Starting on this journey from a place of curiosity, I travelled through shock, disbelief, shame, guilt and even greater love. To my surprise, I came to recognize myself in my ancestors’ words. In the end, I know truth-telling is what my great grandfather and the rest of my family really wanted.

* * *

In the opening of his unpublished book, when he is about to first set sail, my Dad wrote: 

Because of Vanessa, I felt an obligation to tell [the family story], to find out more about us, and in so doing, perhaps, grow a little myself. It was a thrilling prospect to be on the verge of a once-in-a-lifetime adventure that no one else could have, and to know that if everything worked out as planned, I would be carrying on a tradition of sharing and give the family something to be proud of. But even more exciting was the feeling that I was about to become, once again, a stranger in a strange land.

My part in this multi-generational story is not about being a stranger in a strange land but, to the contrary, moving through this ancestral experience towards a greater sense of belonging, kinship and homecoming, which I am still discovering.  
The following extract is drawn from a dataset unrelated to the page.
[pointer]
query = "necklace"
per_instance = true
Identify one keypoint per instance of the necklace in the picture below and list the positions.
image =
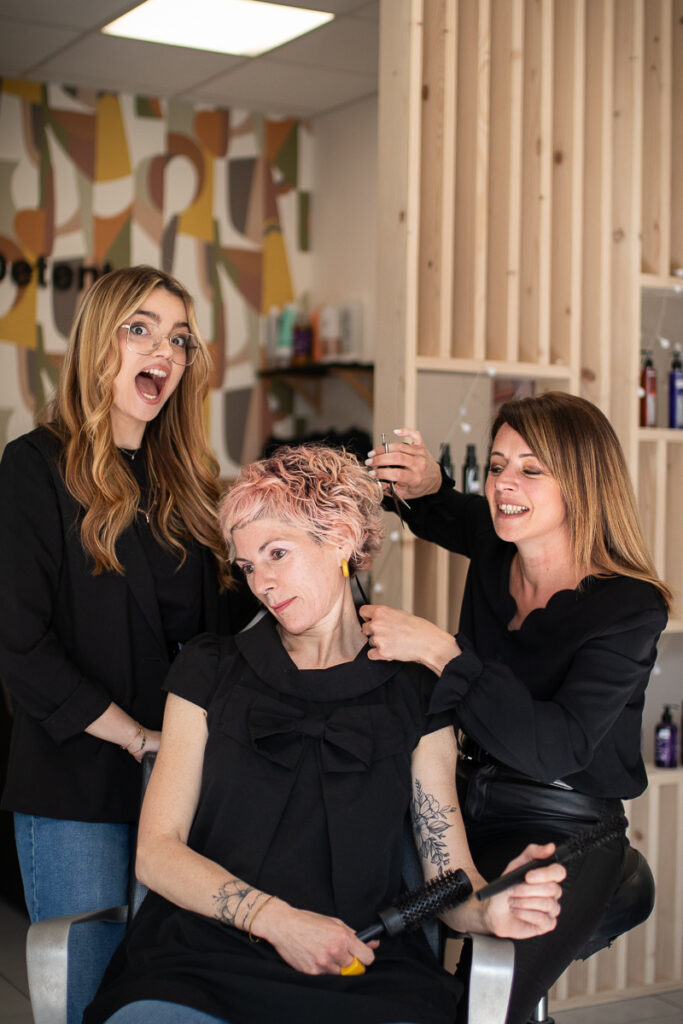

Major rifts in Canadian culture made me more determined than ever to understand my inheritance and find my place in the unfolding arc of history. In particular, three events in 2012 drove my decision to finally read through all of my family’s first-hand accounts of colonization and the fraught relationships between settlers and First Nations: the founding of the Idle No More movement for Indigenous rights; the Harper government’s omnibus bills that stripped environmental protections to streamline industrial development on Indigenous lands; and my first-hand experience with this new wave of frontier development that continues to polarize and define our country’s politics as much today as it did 150 years ago. 

Our society’s political, environmental and natural resource conflicts, infrastructure failures and compulsion towards unsustainable land use all arise from a common origin — the flawed concepts of progress and cultural superiority unleashed by colonial settlement. I wanted to excavate these warped foundations and reckon with the worldview of this era in which my great-grandfather lived and bore witness. 

The origin myth of my family – that I am descended from a courageous, good hearted and spiritually enlightened, seafaring captain who was beloved by all and could do no harm – and the origin myth of my nation as a fair, peaceful country built by good intentions are both wrong.   

But my great-grandfather was not the evil villain that I had long assumed him to be. 

During the 10 years after I began unpacking that box, I learned more about residential schools and I also came to understand how Canada still relies on idealistic, complicated and flawed human beings like my great grandfather to do its dirty work. I also learned that my father and I would not have existed were it not for one of the residential schools where my grandparents met and married.

Similarly, this country, and the wealth of the Canadian economy as we know it and on which we all rely, would not exist today if it weren’t for institutions and policies like residential schools. Canada was fueled into existence by cultural genocide, land dispossession and rapid industrial development. 

The frontier continues to expand. But will it do so with a recognition of Indigenous autonomy and Two-Eyed Seeing, or continue repeating the mistakes and lies of the past? 

My family pilgrimage to bring our truth to light spanned four generations linked by blood, the ocean and the written word. Each step of my journey and theirs was compelled by love, idealism, mistakes and necessity. As one survivor of one of the residential schools where my ancestors worked told me in 2018, after I disclosed to her my family origins: “You have to keep speaking and sharing what you feel about this history of residential schools. If you don’t, you’ll be trapped there too.”